Una información publicada por nuestros colegas de El Independiente confirma que, en 2021, Pedro Sánchez usó 151 veces las aeronaves del Ejército del Aire (y del Espacio y el Tiempo) como el reactor Falcon y el helicóptero Súper Puma para sus desplazamientos. Lo que no cuentan nuestros prudentes colegas es que la mayoría de esos viajes, alguno tan cercano como Toledo, fueron viajes de partido (es decir, privados) a los que se buscó alguna excusa oficial (una feria, una inauguración, un corte de cinta) para poder usar los medios del Ejército del Aire y del etcétera.
Todo esto no es más que la obstinada continuidad en el abuso que todos los presidentes y muchos ministros, unos más, otros menos, han realizado de los medios del Estado.

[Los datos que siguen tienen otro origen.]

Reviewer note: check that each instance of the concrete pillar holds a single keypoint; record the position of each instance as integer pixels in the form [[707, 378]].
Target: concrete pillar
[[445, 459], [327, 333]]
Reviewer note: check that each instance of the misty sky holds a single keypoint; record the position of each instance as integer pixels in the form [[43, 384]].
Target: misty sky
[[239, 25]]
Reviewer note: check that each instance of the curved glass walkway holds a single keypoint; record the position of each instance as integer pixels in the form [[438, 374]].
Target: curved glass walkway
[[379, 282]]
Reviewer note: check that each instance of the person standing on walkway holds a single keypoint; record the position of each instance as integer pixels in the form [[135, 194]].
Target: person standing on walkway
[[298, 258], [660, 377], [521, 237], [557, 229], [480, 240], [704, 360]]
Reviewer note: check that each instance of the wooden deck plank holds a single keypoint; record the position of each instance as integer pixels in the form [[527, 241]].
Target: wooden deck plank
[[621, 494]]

El problema no es que Pedro Sánchez el Ecológico se burle de los españoles desde la escalerilla de un avión lleno de snacks y bebidas y que deja una huella de carbono en cada trayecto que ni diez mil vacas en todas sus vidas, incluidas reencarnaciones. El problema es que el primer día que Sánchez ordenó que le prepararan el Falcon para una cosa suya, nadie pudo enseñarle la cabeza de Alfonso Guerra (como alegoría, claro) clavada en una pica en lo más alto de La Moncloa junto a una factura a nombre de sus herederos (Pincho Guerra) por el servicio de Mystère —el Falcon de los 80—, recibido en fraude de Ley para que pudiera esquivar un atasco de tráfico en Portugal o para llegar a tiempo a una corrida de toros en Sevilla. De aquellos polvos, este lodazal.
Nadie puede estar en contra de que el presidente del Gobierno, en el ejercicio estricto de su cargo, o un ministro en necesidad urgente de dar servicio a España, usen los medios de Ejército del Aire. Pero el abuso debe ser perseguido por lo que tiene de administración desleal de un bien público, es decir, por lo que tiene de delito de malversación. Si sabemos, y vive Dios que lo sabemos, que muchos de los 151 viajes de Pedro Sánchez, igual que la escapada de las ministras podemitas a los Estados Unidos, son viajes privados o partidistas disfrazados de necesidad pública o falaces motivos de seguridad, es que algo falla en nuestras leyes.
Crisis económica tras crisis económica —hay jóvenes españoles que no han conocido otra cosa—, los políticos van perfeccionando las leyes tributarias y los medios de inspección para evitar el fraude y exprimir sin compasión alguna, a lo sheriff de Nottingham, los bolsillos de los empobrecidos españoles. Pero siempre se olvidan, vaya cabeza la suya, de mejorar las normas muy imperfectas que permiten que un presidente o un ministro del Gobierno nos mienta a la cara y use mal el dinero de nuestros impuestos y los medios del Estado en beneficio propio.
Hemos insistido muchas veces a lo largo de estos dos últimos años en la necesidad de una regeneración ética de la vida pública española, tan señalada por la pandemia. La crisis económica y energética que padecemos, en gran parte por culpa de esos mismos que abusan de nuestro dinero, intensifica la huella de inmoralidad —más letal que la del carbono— de la clase política dirigente que hace todo lo contrario de lo que dice.
Ahora mismo, en esa necesidad de regeneración ética sólo podemos encontrar a un partido notable en escaños y con vocación de futuro como Vox. Del resto, es decir, de los que pasaron o siguen pasando por los mullidos asientos de un reactor de la Fuerza Aérea, nada sabemos. Bueno, sí que sabemos algo por la experiencia acumulada después de 45 años de abuso: que lo quieren volver a hacer.